> ABSTRACT
> The received wisdom suggests that Unix’s unusual combination of fork() and exec() for process creation was an inspired design. In this paper, we argue that fork was a clever hack for machines and programs of the 1970s that has long outlived its usefulness and is now a liability. We catalog the ways in which fork is a terrible abstraction for the modern programmer to use, describe how it compromises OS implementations, and propose alternatives.
> As the designers and implementers of operating systems, we should acknowledge that fork’s continued existence as a first-class OS primitive holds back systems research, and deprecate it. As educators, we should teach fork as a historical artifact, and not the first process creation mechanism students encounter.
I agree that there should be non-fork primitives, I'm just not that sure that performance is the best argument.

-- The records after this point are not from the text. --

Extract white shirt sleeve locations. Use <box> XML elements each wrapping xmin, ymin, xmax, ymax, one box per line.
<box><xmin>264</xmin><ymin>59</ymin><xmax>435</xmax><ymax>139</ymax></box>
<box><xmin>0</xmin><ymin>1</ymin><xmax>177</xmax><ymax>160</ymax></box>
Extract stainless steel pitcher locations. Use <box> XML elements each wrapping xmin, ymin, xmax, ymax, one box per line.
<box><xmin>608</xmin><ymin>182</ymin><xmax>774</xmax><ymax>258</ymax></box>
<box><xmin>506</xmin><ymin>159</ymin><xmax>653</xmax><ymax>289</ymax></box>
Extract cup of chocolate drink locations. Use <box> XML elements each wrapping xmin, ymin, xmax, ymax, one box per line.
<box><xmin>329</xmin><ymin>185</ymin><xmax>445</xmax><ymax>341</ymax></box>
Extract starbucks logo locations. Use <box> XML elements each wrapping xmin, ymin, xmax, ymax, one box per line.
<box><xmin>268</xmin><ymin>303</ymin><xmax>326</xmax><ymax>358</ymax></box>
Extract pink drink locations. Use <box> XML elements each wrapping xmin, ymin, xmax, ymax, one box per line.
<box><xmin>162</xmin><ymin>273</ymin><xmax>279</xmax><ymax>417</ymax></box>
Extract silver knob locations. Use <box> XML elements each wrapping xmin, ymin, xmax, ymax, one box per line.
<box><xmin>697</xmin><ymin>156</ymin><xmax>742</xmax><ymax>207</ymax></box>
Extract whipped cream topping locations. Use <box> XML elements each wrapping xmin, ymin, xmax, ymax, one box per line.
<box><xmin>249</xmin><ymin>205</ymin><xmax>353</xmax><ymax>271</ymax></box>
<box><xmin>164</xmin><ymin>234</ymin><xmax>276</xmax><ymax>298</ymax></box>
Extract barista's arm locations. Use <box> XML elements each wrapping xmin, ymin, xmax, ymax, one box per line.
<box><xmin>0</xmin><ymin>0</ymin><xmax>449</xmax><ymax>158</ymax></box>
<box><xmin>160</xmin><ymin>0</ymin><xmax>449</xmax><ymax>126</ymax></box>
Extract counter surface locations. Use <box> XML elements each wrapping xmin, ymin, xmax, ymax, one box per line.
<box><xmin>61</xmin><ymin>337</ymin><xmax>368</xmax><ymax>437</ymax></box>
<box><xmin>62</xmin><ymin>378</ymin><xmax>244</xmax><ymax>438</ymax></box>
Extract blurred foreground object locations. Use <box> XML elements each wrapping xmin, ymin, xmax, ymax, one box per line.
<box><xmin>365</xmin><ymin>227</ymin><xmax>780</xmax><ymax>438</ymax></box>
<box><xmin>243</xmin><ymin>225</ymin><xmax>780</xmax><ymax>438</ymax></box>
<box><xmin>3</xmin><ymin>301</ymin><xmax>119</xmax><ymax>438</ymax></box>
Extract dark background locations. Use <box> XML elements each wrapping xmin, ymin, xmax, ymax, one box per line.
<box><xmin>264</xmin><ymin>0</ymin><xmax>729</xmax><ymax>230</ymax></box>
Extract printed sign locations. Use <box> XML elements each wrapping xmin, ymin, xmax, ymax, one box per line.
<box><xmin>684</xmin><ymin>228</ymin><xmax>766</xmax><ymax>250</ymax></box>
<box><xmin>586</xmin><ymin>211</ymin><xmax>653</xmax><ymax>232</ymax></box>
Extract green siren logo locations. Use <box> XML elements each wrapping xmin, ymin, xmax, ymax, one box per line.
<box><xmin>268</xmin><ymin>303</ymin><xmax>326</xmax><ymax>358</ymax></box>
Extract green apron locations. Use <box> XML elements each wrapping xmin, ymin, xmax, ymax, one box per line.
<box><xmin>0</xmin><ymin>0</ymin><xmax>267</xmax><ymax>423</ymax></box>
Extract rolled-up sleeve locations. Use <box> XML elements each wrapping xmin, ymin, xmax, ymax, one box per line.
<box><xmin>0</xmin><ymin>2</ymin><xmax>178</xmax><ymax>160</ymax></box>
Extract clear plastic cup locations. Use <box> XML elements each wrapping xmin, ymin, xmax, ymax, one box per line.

Now these decisions aren't objectively bad, but they have significant trade-offs and it's probably not a good idea that they're forced simply because we use fork()+exec() for process creation.
At least on systems with virtual addressing. If you want to go into physical addressing, then yes, maybe it's a problem. But Linux will never touch anything with physical addressing, so I don't see what people are complaining about.
(Windows's fork is called ZwCreateProcess)
Traditionally Windows applications that create processes all the time come from UNIX heritage.
Contrary to UNIX, Windows NT was designed with threads first mentality, from the get go.
While on UNIX they were added after fact, and to this day there are gotchas mixing posix threads with signals, fork and exec.
Both systems are implemented using threads as the execution context, but in Unix, the history means that that you fork+exec most of the time, resulting in a two tasks that do not share memory any more. By contrast, on Windows (NT onward) the common case when creating a new execution context is to create a thread that shares memory with others in its process.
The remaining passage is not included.